Idly Devon reached for a wooden cigar holder on the nearby desk and examined it. The piece was carved in the shape of a beehive, with tiny brass bees scattered on its surface. “What Winterborne needs most is something he can’t purchase.”
“Whatever Winterborne can’t purchase isn’t worth having.”
“What about an aristocrat’s daughter?”
West wandered past the bookshelves, perusing titles. He pulled a volume from a shelf and examined it dispassionately. “Why the devil are we talking about arranging a match for Lady Helen? Her future is none of your concern. After we sell the estate, you’ll likely never see her again.”
Devon traced the pattern of inset bees as he replied, “I’m not going to sell the estate.”

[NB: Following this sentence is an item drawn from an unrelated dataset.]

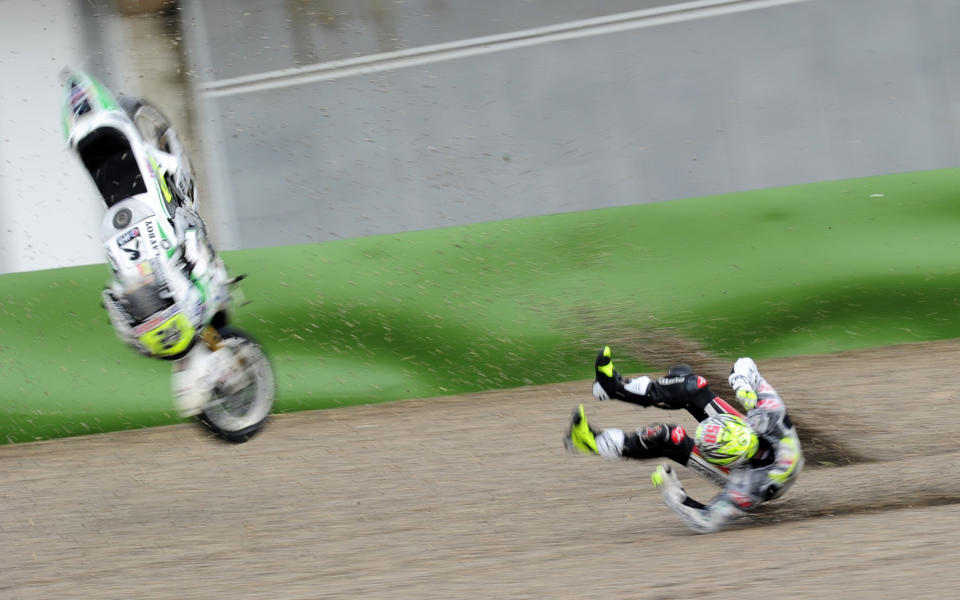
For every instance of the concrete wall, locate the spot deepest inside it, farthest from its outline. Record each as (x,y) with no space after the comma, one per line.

West fumbled with the book, nearly dropping it. “Have you gone mad? Why?”
He didn’t want to have to explain his reasons, when he was still trying to sort through them. “I have no desire to be a landless earl.”
“When has your pride ever mattered?”
“It does now that I’m a peer.”
West gave him a sharply assessing glance. “Eversby Priory is nothing you ever expected to inherit, nor desired, nor prepared for in any way whatsoever. It’s a millstone tied around your neck. I didn’t fully grasp that until the meeting with Totthill and Fogg this morning. You’d be a fool if you do anything other than sell it and keep the title.”
“A title is nothing without an estate.”
“You can’t afford the estate.”
“Then I’ll have to find a way.”
“How? You have no bloody idea how to manage complex finances. As for farming, you’ve never planted so much as a single turnip seed. Whatever you’re qualified for, which isn’t much, it’s certainly not running a place like this.”